A document-driven Retrieval-Augmented Generation (RAG) system that analyzes a GitHub developer’s profile, repositories, and activity to generate high-level summaries and answer structured questions using LLMs.
This project focuses on correct data modeling and intent-aware retrieval, rather than letting an LLM guess where information lives.
Given a GitHub username, the system:
- Collects profile, repository, README, and commit data
- Converts that data into explicit document types
- Routes user questions to the right documents
- Uses an LLM to generate high-level summaries and grounded answers from retrieved context
The system provides both:
- high-level summaries of a developer’s work and focus areas, and
- targeted answers to specific profile, repository, and activity-related questions
All outputs are strictly derived from the documents created during ingestion.
The system works entirely on documents we explicitly create.
The LLM:
- does not search GitHub
- does not decide what data to use
- only reads the documents retrieved for a question
If the required information does not exist as a document, the system does not fabricate an answer.

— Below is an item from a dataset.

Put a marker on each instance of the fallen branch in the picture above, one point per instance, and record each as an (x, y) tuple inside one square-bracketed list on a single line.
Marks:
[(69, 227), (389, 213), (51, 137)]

The system creates the following documents:
-
User Profile
Global GitHub facts such as repository count, bio, and metadata. -
Repository Summary (one per repository)
A short narrative description of each repository, derived from:- repository description
- primary language
- commit activity heuristics
- inferred technical domain
-
Repository Documentation (optional)
README content stored as supporting evidence. -
Commit Behavior (one per repository)
Contribution patterns based on commit messages, additions, deletions, and activity level. -
User Summary (derived document)
A high-level summary of the developer, created by aggregating information across repositories and domains.
The user summary is a first-class document in the system.
It captures:
- dominant technical domains
- types of projects the developer works on
- overall activity and contribution style
- high-level patterns across repositories
This document enables questions such as:
- “Tell me something about this developer”
- “What kind of work do they focus on?”
- “What stands out about their GitHub profile?”
The system does not rely on the main LLM to decide where to look.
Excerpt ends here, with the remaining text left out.